Sentados, los viejos del asilo respiran la paz


que el tiempo y la tristeza han domesticado.
Con frecuencia suelen contar historias
donde la gente huye.
Cuando hablan, sus gestos de náufragos
se afanan en reunir recuerdos.
En eso consiste su pesado trajín.
Con el cuerpo sosegado
permanecen en el ámbito figurado de los hechos lejanos.
Para ellos la vida fue una ocasión
y ahora, entre fechas de un cierto día,
esperan que se les asome el mundo.
Su tiempo gira en círculos multiplicado los ecos.
Como quien mira un carrusel, ellos aguardan esa voz,
ese rostro a los que se les adhirió el silencio,
esperan a los que la ausencia transformó en nostalgia.
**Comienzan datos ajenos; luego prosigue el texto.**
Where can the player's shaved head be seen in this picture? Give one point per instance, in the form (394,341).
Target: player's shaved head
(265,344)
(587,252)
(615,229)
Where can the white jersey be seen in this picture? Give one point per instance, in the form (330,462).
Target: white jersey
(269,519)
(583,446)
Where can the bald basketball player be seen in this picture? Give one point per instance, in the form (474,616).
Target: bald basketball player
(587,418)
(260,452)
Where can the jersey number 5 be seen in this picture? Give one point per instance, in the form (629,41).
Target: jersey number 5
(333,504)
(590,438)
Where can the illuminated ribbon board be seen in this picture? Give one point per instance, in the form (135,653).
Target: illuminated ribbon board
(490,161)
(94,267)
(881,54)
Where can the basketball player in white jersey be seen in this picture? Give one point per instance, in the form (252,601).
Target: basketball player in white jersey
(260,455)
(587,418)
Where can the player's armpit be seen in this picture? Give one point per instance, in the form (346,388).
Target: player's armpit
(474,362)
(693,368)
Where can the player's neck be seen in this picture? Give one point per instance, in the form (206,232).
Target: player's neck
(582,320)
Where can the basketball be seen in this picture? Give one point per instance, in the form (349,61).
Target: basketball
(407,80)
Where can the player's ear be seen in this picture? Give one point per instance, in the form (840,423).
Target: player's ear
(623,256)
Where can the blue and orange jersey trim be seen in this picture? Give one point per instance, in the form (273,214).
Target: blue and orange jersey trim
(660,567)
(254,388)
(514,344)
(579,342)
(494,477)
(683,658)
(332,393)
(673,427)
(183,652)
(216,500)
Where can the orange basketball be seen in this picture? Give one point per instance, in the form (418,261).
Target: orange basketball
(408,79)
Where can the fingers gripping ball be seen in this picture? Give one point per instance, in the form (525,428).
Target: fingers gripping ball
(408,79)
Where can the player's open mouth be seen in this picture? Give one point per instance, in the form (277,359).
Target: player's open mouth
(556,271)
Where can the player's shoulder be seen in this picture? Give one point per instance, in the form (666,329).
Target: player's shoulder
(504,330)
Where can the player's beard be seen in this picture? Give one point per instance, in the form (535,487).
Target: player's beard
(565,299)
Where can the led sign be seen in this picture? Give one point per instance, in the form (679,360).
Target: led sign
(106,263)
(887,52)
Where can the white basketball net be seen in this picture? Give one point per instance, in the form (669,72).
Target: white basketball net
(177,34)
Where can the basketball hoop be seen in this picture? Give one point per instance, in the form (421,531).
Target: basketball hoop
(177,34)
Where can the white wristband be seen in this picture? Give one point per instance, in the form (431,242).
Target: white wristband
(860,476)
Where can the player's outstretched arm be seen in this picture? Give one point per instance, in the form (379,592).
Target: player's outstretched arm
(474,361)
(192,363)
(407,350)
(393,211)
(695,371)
Los viejos del asilo tienen anhelos


y temores de corto alcance.
El futuro para ellos consiste en esperar
que mañana sea un día soleado
y que no les duela el cuerpo.
Pocos son sus dilemas a la hora de elegir.
Los años no les alcanzan para ser más ambiciosos,
tampoco necesitan imaginación para vislumbrar la lejanía.
Ya han recorrido esos lugares sin los cuales no estarían aquí.
Su afán, aunque no desesperado,
es correr contra reloj para ver estallar la primavera,
para saborear los frutos del verano.
Miran el cielo y reciben a sus nietos si se puede
y entonces son pájaros que vuelan
dejando a la muerte con las manos vacías.

Hace ya casi un siglo un niño mordía el dolor


sin miedo a las heridas,
cruzaba un puente, abría un libro
y la distancia y el enigma no eran un estorbo.

Los viejos del asilo pueden enumerar los sueños que alimentaron,
los sueños que abandonaron y los que continúan siendo sueños.
Aunque saben de esperanzas frustradas,
sonríen, esperan y juegan a ser felices
para que el sueño les obedezca y sostenga sus días.
Son escasísimos los viejos del asilo
que creen que han vivido suficiente
y un alto porcentaje prefieren
la vida anterior al porvenir,
es decir, nada más que lo que fueron.